Nancy Meyers ficou famosa um pouco de tempo atrás, em 1980, quando emplacou o roteiro do que se tornaria um enorme sucesso com Goldie Hawn em A Recruta Benjamin. Mas só foi sentar na cadeira de diretor em 1998 com Operação Cupido, e daí até hoje, Meyers mais caiu em sua própria armadilha do que qualquer outra coisa. Um Senhor Estagiário não sai muito disso.

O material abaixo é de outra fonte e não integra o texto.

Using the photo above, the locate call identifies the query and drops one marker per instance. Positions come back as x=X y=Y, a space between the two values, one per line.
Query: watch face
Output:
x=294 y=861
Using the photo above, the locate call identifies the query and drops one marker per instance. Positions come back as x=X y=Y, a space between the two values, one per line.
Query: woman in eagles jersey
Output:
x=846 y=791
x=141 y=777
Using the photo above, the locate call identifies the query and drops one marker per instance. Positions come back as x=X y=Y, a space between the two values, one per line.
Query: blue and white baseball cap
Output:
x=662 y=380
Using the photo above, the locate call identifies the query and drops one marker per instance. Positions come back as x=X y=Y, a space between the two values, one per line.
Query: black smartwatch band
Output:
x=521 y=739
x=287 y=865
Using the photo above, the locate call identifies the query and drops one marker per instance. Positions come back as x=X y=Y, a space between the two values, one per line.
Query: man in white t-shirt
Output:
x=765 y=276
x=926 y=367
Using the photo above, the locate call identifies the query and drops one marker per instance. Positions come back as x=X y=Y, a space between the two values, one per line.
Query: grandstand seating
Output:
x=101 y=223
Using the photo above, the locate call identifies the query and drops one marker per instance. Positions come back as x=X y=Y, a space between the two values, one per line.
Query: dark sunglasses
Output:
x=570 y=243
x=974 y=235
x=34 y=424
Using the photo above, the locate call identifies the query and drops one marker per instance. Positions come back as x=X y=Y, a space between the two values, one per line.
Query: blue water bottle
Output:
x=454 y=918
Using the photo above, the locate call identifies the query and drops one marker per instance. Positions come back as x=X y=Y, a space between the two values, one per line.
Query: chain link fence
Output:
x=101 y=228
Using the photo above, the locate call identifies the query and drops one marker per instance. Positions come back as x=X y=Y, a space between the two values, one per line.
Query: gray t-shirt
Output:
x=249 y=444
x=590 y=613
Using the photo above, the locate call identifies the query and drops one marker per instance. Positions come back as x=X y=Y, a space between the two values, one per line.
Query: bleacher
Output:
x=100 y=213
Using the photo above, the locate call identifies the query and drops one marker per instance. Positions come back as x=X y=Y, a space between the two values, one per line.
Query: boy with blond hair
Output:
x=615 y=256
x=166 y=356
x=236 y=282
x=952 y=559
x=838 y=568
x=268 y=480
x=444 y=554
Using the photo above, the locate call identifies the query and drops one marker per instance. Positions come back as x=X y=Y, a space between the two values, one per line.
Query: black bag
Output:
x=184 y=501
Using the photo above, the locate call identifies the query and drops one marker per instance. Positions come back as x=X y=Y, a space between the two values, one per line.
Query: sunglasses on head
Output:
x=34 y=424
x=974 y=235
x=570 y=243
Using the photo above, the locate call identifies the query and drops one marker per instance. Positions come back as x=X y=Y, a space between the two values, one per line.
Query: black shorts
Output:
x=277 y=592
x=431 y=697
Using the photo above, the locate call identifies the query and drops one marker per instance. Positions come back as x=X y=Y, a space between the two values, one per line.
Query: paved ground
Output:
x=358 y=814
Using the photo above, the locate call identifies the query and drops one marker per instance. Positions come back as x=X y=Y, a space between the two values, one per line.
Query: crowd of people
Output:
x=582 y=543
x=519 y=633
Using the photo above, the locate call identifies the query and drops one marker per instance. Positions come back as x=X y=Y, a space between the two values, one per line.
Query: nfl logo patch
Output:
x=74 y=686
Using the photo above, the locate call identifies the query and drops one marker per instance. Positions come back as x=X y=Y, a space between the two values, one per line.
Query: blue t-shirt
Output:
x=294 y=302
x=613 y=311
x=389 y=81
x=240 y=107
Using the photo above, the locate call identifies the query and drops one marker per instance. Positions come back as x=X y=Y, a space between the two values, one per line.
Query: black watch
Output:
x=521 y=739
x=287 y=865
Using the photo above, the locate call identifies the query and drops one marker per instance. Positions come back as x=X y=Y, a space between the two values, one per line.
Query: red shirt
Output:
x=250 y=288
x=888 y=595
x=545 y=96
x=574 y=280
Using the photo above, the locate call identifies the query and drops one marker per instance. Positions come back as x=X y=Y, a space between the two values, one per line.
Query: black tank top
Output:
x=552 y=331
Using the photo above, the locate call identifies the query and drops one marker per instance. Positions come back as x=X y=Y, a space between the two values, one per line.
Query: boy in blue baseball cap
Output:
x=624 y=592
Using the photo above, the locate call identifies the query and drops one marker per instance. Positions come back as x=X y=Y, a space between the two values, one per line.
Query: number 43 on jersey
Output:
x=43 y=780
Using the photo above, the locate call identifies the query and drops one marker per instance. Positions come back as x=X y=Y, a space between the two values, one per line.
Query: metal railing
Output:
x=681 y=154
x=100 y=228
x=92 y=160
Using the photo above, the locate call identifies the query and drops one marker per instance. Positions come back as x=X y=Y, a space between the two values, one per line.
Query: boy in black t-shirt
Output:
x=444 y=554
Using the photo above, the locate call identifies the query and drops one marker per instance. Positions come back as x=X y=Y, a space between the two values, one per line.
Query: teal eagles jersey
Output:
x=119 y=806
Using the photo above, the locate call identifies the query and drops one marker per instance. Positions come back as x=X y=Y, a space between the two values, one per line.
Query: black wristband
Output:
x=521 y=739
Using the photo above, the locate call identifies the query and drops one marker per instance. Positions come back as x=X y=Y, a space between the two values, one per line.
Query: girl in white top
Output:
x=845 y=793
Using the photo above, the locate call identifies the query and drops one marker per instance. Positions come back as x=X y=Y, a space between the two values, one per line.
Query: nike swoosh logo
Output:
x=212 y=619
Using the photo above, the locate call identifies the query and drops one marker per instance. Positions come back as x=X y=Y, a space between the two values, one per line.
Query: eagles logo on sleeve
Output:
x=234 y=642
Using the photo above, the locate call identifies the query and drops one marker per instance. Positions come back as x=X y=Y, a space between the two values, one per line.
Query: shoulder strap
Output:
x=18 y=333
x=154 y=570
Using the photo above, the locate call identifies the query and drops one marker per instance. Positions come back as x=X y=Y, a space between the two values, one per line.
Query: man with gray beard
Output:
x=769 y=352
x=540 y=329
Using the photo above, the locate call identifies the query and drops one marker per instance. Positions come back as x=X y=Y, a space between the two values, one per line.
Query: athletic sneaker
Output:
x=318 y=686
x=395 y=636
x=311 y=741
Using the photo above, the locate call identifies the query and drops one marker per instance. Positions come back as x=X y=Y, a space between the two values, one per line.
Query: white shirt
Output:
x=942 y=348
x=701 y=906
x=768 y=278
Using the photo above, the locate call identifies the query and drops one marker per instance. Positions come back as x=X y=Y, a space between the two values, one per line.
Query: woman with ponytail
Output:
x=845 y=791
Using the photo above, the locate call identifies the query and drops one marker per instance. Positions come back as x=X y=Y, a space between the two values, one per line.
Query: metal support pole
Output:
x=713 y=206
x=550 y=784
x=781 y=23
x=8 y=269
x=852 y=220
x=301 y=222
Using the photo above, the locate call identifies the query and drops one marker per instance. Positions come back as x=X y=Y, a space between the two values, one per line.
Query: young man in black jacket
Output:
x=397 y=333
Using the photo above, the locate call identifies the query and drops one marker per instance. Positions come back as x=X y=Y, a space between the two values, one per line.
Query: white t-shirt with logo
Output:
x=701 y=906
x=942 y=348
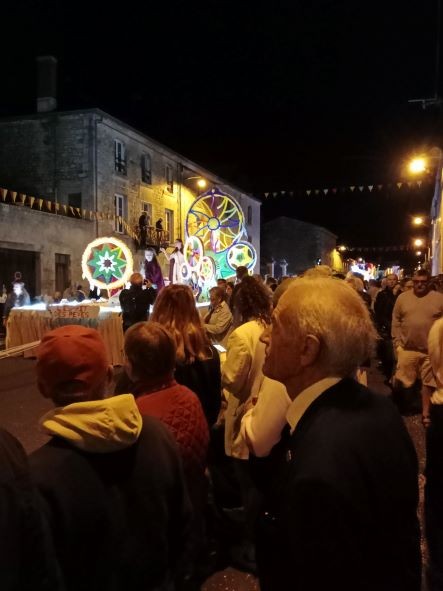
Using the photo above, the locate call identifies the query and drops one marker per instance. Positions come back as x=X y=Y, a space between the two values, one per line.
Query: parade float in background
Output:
x=215 y=241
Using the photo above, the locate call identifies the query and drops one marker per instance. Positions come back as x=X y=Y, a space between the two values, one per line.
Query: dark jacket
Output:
x=119 y=519
x=383 y=307
x=27 y=559
x=341 y=511
x=203 y=378
x=135 y=303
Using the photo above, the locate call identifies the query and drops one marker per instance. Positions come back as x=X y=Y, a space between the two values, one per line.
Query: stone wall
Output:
x=301 y=244
x=45 y=234
x=53 y=155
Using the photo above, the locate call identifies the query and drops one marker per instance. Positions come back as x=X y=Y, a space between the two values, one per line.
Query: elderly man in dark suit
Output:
x=341 y=509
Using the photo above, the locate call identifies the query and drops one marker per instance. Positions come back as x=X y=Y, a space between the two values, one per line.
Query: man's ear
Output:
x=109 y=374
x=129 y=371
x=310 y=351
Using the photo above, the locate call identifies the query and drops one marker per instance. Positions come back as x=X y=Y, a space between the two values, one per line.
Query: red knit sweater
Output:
x=181 y=411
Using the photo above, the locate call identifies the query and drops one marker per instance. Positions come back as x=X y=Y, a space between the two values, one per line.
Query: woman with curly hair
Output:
x=243 y=381
x=198 y=362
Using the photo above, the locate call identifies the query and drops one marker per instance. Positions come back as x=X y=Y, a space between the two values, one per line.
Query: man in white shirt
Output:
x=341 y=493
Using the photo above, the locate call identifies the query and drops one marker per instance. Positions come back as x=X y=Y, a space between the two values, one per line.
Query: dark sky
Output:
x=271 y=95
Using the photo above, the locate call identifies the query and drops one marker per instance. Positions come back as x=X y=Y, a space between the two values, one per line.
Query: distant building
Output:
x=293 y=246
x=85 y=161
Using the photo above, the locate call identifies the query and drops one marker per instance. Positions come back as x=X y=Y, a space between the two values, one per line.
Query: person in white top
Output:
x=176 y=260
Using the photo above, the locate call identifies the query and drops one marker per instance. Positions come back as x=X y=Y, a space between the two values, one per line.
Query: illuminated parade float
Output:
x=215 y=241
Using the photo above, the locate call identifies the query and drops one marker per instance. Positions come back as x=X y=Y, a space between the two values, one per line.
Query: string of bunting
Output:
x=403 y=247
x=348 y=189
x=56 y=207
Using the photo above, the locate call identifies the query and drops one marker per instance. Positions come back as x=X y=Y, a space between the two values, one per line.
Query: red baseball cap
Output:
x=68 y=353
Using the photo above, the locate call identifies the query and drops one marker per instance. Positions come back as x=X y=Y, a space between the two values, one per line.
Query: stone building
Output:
x=289 y=246
x=88 y=161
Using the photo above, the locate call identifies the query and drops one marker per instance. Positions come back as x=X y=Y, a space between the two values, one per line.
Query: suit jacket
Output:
x=341 y=509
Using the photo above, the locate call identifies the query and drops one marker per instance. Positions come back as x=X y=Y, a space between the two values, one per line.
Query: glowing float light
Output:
x=107 y=263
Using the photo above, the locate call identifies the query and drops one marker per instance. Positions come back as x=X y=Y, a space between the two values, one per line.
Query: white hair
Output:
x=333 y=312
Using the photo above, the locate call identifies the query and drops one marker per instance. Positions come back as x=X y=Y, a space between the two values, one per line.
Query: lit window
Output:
x=119 y=157
x=169 y=178
x=119 y=208
x=146 y=169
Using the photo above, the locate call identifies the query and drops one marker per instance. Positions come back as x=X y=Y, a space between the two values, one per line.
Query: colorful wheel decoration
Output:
x=107 y=263
x=193 y=251
x=241 y=254
x=207 y=268
x=216 y=219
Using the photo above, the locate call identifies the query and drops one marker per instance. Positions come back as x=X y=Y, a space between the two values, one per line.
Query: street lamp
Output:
x=417 y=165
x=435 y=249
x=418 y=221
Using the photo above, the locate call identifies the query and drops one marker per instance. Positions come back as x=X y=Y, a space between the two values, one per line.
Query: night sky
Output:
x=272 y=96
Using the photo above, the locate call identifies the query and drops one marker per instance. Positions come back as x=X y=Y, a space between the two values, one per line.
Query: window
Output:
x=169 y=178
x=119 y=208
x=75 y=200
x=146 y=169
x=62 y=272
x=147 y=207
x=249 y=215
x=119 y=156
x=169 y=224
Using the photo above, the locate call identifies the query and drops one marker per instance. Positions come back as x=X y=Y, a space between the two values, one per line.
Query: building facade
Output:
x=70 y=177
x=290 y=246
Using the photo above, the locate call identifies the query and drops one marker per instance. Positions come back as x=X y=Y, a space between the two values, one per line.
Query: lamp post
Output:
x=434 y=251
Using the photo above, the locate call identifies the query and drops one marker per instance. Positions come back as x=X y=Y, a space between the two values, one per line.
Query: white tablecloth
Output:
x=26 y=325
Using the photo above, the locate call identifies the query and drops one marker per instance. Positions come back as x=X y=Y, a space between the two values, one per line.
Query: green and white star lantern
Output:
x=107 y=263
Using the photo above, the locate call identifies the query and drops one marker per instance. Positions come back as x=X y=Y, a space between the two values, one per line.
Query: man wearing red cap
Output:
x=111 y=481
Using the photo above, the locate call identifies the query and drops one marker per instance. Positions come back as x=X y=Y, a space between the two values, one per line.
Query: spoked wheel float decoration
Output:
x=215 y=244
x=107 y=263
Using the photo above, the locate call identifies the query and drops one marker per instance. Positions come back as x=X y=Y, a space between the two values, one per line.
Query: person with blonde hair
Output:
x=341 y=495
x=197 y=360
x=433 y=422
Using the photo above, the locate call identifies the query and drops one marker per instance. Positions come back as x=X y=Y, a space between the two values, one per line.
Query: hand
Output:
x=426 y=421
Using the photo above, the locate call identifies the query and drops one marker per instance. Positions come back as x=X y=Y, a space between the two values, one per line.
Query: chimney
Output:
x=46 y=83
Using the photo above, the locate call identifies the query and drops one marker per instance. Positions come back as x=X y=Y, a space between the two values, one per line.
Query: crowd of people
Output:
x=243 y=437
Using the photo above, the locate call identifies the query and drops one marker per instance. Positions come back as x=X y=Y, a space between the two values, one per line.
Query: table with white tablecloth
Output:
x=29 y=323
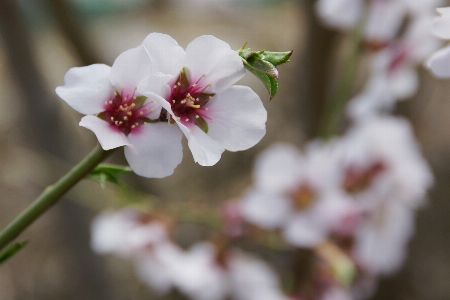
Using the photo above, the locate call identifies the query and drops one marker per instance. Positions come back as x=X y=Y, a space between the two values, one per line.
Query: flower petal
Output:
x=129 y=68
x=209 y=56
x=166 y=55
x=86 y=88
x=268 y=210
x=439 y=63
x=108 y=136
x=278 y=168
x=156 y=83
x=441 y=25
x=157 y=150
x=238 y=118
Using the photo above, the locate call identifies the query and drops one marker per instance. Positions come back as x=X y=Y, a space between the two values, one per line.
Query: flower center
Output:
x=125 y=111
x=188 y=100
x=357 y=179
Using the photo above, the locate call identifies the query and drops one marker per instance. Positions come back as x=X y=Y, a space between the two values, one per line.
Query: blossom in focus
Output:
x=119 y=115
x=295 y=192
x=439 y=62
x=195 y=89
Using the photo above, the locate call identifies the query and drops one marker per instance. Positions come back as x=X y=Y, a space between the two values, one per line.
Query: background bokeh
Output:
x=40 y=138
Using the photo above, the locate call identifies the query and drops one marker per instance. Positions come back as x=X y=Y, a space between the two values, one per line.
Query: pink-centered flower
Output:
x=194 y=87
x=119 y=115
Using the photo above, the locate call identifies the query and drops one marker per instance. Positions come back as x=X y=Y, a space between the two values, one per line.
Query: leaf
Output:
x=11 y=250
x=201 y=123
x=276 y=58
x=269 y=82
x=139 y=101
x=104 y=173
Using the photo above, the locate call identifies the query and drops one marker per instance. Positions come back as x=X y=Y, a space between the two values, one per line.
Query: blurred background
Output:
x=40 y=138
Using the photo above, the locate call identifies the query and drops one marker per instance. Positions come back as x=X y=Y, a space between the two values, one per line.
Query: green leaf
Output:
x=276 y=58
x=104 y=173
x=11 y=250
x=269 y=82
x=140 y=101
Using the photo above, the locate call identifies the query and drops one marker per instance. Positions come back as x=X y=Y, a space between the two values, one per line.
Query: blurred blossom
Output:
x=392 y=71
x=119 y=115
x=195 y=89
x=439 y=62
x=295 y=192
x=125 y=233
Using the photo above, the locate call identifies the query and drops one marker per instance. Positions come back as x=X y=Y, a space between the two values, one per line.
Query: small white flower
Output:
x=119 y=115
x=393 y=76
x=125 y=233
x=195 y=88
x=296 y=193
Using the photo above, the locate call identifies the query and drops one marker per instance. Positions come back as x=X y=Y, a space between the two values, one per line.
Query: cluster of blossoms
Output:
x=204 y=272
x=156 y=92
x=439 y=62
x=396 y=34
x=358 y=192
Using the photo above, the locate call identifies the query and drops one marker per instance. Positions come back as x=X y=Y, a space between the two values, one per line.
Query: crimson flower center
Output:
x=126 y=111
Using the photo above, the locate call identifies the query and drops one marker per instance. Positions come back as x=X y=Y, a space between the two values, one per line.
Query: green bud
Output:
x=263 y=64
x=11 y=250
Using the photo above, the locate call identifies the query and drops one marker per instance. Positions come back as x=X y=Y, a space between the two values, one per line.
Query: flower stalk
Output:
x=51 y=195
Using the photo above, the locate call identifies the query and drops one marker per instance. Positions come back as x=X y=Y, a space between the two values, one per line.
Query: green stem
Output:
x=51 y=195
x=334 y=109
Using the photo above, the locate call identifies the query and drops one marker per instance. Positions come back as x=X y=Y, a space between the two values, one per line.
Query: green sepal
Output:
x=104 y=173
x=275 y=58
x=262 y=66
x=269 y=82
x=11 y=250
x=201 y=123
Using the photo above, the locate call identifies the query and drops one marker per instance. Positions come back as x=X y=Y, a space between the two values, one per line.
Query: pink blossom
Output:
x=194 y=87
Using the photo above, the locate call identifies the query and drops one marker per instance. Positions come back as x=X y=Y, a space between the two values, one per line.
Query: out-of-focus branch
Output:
x=70 y=27
x=314 y=70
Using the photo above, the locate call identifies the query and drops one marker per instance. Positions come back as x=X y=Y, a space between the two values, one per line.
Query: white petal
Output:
x=86 y=89
x=268 y=210
x=403 y=82
x=277 y=169
x=304 y=231
x=129 y=68
x=205 y=150
x=238 y=118
x=157 y=150
x=156 y=83
x=209 y=56
x=108 y=136
x=342 y=14
x=166 y=55
x=441 y=27
x=439 y=63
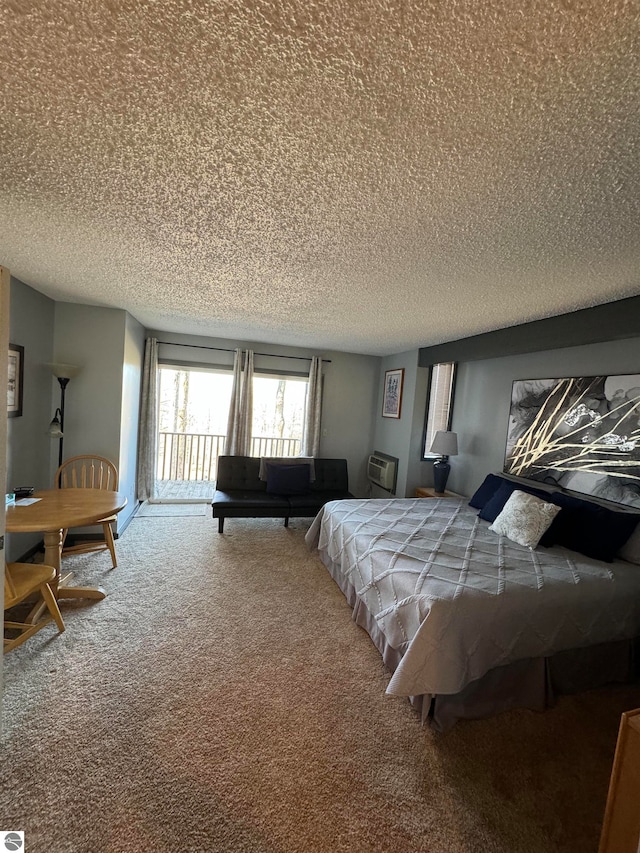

Como se mais uma vez ela assumisse o papel de levar para os cinemas a “verdadeira mulher”, mas acabasse focando seus esforços em encontrar o “homem perfeito”. Ele já foi Denis Quaid, Mel Gibson, Jack Nicholson, já foi até Jack Black e Steve Martin, mas nenhum deles era tão perfeito quanto agora é Robert De Niro. A sorte do filme é que, nesse caso, essa perfeição não vem embrulhada em um romance bobinho.

Um Senhor Estagiário quase não é sobre esse aposentado de 70 anos que decide voltar à trabalhar depois de ficar viúvo e perceber que não tinha mais nada para fazer de sua vida. Ben (De Niro) então consegue uma das vagas de um projeito de “treinee senior” de um e-commerce de roupas femininas que em 18 meses de existência já se tornou um enorme sucesso. Talvez o foco dessa história esteja, justamente, em Jules (Anne Hathaway), criadora e presidente do site. E Meyers, que também escreve o roteiro, até ai acerta na mosca.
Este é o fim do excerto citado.